= Kentucky Scottish Weekend =

Highland games event in Carrollton, Kentucky

A vendor demonstrating roses fashioned from leather at the 2007 Kentucky Scottish Weekend (photo taken 5/12/07)

The Kentucky Scottish Weekend was a regional Highland games event held annually at General Butler State Resort Park in Carrollton, Kentucky. The weekend's mission was to celebrate the customs and traditions of Scotland. It was held each year on the second full weekend in May. First held in 1983, the weekend celebrated its thirtieth anniversary in 2012, its final year. It was the longest running highland game currently being held in Kentucky at the time it ended. It was held in Carrollton due to that location being nearly halfway between Louisville and Cincinnati. A Kentucky non-profit corporation—Kentucky Scottish Weekend, Inc.—held the event. The weekend was sometimes referred to as "KSW" for short.

The weekend was one of three regional Highland games in Kentucky. The others are the Glasgow Highland Games in Glasgow and the West Kentucky Highland Festival in Murray, founded in 1986 and 1998, respectively.

A variety of vendors usually attended the event.

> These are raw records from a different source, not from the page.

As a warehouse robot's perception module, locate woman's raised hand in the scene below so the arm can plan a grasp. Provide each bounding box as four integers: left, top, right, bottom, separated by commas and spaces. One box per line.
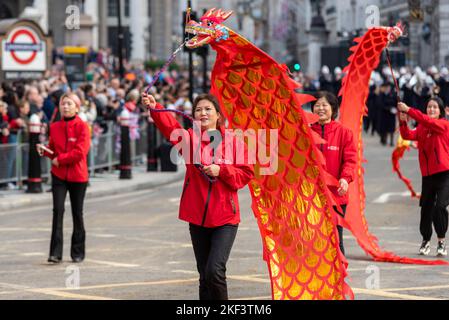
142, 92, 156, 109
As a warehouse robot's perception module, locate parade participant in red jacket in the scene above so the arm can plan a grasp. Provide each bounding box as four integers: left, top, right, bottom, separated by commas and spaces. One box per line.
37, 94, 90, 263
312, 91, 357, 254
398, 97, 449, 256
142, 94, 254, 300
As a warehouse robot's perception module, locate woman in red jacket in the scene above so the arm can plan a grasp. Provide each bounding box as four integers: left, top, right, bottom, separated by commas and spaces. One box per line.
311, 91, 357, 254
37, 93, 90, 263
142, 94, 254, 300
398, 98, 449, 256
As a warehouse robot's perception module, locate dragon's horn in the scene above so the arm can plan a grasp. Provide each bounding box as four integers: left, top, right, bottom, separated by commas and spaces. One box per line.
203, 8, 216, 17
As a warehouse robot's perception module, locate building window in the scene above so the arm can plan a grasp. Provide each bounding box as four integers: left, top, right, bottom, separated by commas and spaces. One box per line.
125, 0, 130, 18
71, 0, 85, 14
108, 0, 118, 17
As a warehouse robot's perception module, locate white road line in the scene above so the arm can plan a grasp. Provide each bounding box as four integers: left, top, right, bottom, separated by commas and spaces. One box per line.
20, 252, 45, 257
383, 285, 449, 292
84, 259, 140, 268
352, 288, 442, 300
172, 270, 198, 274
1, 238, 49, 245
372, 191, 410, 204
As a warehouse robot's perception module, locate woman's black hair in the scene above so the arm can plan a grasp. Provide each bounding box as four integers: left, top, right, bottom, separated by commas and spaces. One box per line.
192, 93, 224, 127
315, 91, 340, 120
426, 97, 446, 119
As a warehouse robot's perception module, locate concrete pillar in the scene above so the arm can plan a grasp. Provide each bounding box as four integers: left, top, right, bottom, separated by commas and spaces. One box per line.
130, 0, 149, 61
438, 0, 449, 66
307, 27, 328, 76
84, 0, 101, 50
33, 0, 48, 33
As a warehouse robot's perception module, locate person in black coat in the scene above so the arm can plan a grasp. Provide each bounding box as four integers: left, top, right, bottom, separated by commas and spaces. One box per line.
377, 82, 398, 146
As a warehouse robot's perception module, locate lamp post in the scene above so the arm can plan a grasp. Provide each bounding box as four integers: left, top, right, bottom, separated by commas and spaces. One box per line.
115, 0, 125, 79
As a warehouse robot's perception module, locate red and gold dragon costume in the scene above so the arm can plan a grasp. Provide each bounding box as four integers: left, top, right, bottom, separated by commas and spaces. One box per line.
340, 24, 448, 265
391, 135, 420, 198
186, 9, 352, 300
186, 8, 443, 300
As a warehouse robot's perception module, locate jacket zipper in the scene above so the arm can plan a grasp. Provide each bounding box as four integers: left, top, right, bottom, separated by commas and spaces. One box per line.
201, 182, 212, 227
433, 149, 440, 164
181, 178, 190, 201
65, 122, 69, 181
423, 150, 429, 175
231, 196, 236, 215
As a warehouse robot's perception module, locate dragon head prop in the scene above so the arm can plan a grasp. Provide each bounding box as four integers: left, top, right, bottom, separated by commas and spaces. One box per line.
386, 22, 404, 43
185, 8, 233, 49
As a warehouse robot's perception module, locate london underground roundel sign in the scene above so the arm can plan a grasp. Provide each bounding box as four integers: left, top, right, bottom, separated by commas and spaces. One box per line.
2, 26, 46, 71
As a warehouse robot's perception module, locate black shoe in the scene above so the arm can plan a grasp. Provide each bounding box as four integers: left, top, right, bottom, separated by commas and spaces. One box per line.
47, 256, 62, 263
72, 257, 84, 263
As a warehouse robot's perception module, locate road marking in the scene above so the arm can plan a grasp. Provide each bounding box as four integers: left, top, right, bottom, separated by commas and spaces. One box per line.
352, 288, 442, 300
20, 252, 45, 257
383, 285, 449, 292
44, 278, 198, 291
230, 296, 271, 301
84, 259, 140, 268
89, 233, 117, 238
117, 191, 155, 207
172, 270, 198, 274
227, 276, 270, 283
372, 191, 410, 203
2, 238, 49, 244
25, 289, 118, 300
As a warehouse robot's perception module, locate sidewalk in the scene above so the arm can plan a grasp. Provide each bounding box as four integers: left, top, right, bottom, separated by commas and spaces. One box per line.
0, 165, 185, 213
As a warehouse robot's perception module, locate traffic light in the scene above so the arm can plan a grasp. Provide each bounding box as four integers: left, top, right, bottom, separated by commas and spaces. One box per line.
182, 11, 198, 52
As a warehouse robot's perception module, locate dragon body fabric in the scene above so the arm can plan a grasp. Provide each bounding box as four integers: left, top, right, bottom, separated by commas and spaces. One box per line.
391, 135, 420, 198
340, 24, 448, 265
186, 9, 353, 300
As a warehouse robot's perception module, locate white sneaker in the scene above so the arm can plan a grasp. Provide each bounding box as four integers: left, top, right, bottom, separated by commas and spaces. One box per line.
6, 182, 19, 190
419, 241, 430, 256
437, 241, 447, 257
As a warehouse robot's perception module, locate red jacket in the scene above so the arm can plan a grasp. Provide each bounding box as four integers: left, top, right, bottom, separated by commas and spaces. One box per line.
44, 116, 90, 183
0, 114, 9, 144
312, 121, 357, 205
151, 105, 254, 228
400, 109, 449, 177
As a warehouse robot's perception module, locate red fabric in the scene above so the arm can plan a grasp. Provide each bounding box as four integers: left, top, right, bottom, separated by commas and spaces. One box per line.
9, 118, 22, 131
391, 137, 419, 198
340, 28, 449, 265
312, 121, 357, 205
151, 105, 254, 228
44, 116, 90, 183
400, 109, 449, 177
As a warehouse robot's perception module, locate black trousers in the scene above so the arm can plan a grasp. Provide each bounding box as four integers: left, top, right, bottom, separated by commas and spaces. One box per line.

Items sold included Scottish and American food items, Celtic collectibles, kilts, Scottish music, Clan memorabilia, and Scottish heathers.

==Events==

Jesse Andrews, President of the Kentucky Scottish Weekend, leading the Parade of Tartans at the 2007 weekend (photo taken 5/12/07)

- Athletic competitions, including:
  - Caber tossing
  - Hammer throw – 22 lb.
  - Sheaf toss
  - Stone throw
  - Weight throw – 28 and 56 lb.
  - Weight toss – 56 lb.
- Bagpipe and drumming competitions (the event was recognized by the Eastern United States Pipe Band Association)
  - Several regional pipe bands regularly competed at the weekend, including Cincinnati Caledonian Pipes and Drums and the Louisville Pipe Band
- Bonniest knees contest (where men competed for the "best" set of knees; judged by females and through touch alone)
- Border Collie demonstrations
- British car show
- Ceilidh on Saturday night
- Clan booths
- Kirking of the Tartan (non-denominational church service) on Sunday morning
- Opening ceremony with massed bands
- Parade of Tartans
- Pipe band concerts
- Scottish folk music concerts
- Scottish highland dancing competitions and demonstrations
- Wellie toss contest (where women competed to see who can throw a boot the farthest)

==Entertainers==

Alex Beaton had been the featured performer and emcee at the Kentucky Scottish Weekend since 1989. In later years, other performers included Seven Nations, the Glengarry Bhoys, and Wicked Tinkers.

==Dissolution==

KSW was dissolved and the remaining funds disbursed to The Scottish Society of Louisville.